Q. What about your debt load?
A. Compared to most real estate development firms, our debt-to-asset ratio is very good. Also, I'm in the middle of a discussion with our bank about restructuring all our credit that's coming due in the next few years. . . . We'll be looking through our own portfolio of assets, and things that don't fit in our portfolio we will probably be moving, and that will be another source of cash, so we have a rational strategy.
Q. What about your employment situation?
A. By the end of the year, we'll probably have five fewer people than we had 18 months ago. It's attrition more than anything else. One of the good things about this business is you have to use outside consultants for so many things, you need civil engineers and architects, and you don't have to have those on staffs, so the overhead stops when you stop calling them up.
Q. And how many people do you employ?
A. The total company is about 55, but in this office we currently have 22.
Q. Recently you assumed the position of president and chief operating officer, and Vernon Kalkman, who was the president, became head of development.
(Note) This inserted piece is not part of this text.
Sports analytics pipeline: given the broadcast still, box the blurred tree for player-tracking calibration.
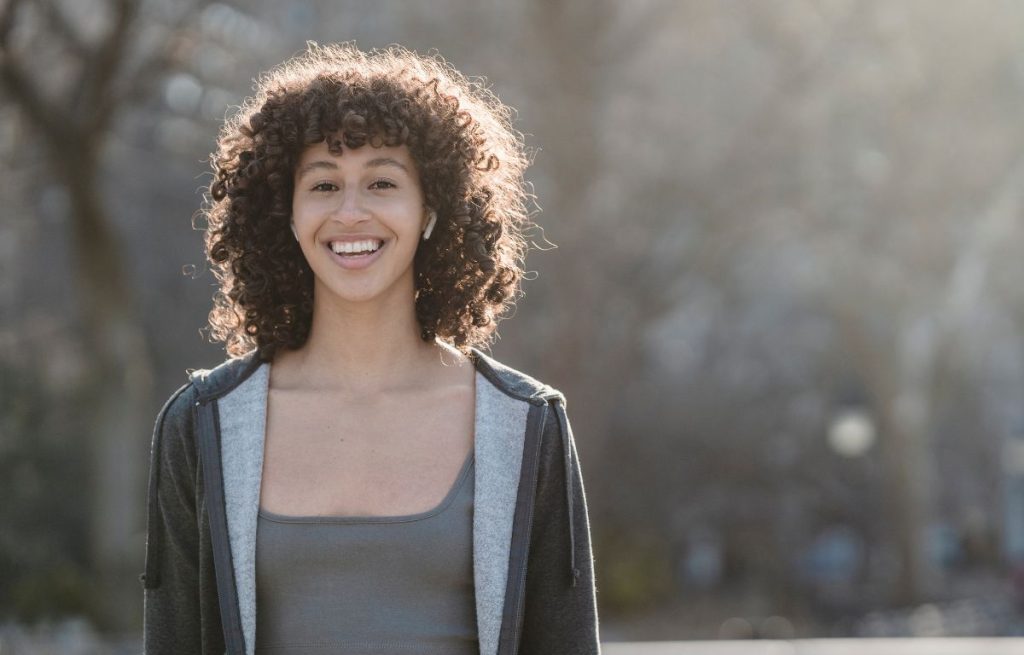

Could you explain why this was done?
A. The board felt that what they wanted to do was two things: Vernon's area of expertise is and has been development make sure that received time attention. . . . Additionally, if things work well and we develop some surplus cash, there are opportunities out there to acquire things, we believe, in the next year to 18 months, so if our plan works well we get very liquid with some existing projects. The other thing that's obvious is that in a time when there is a so-called crisis and illiquidity, we're going to emphasize the short-run operations. And that's my area of expertise.
Q. What do you think should be done to improve the building environment?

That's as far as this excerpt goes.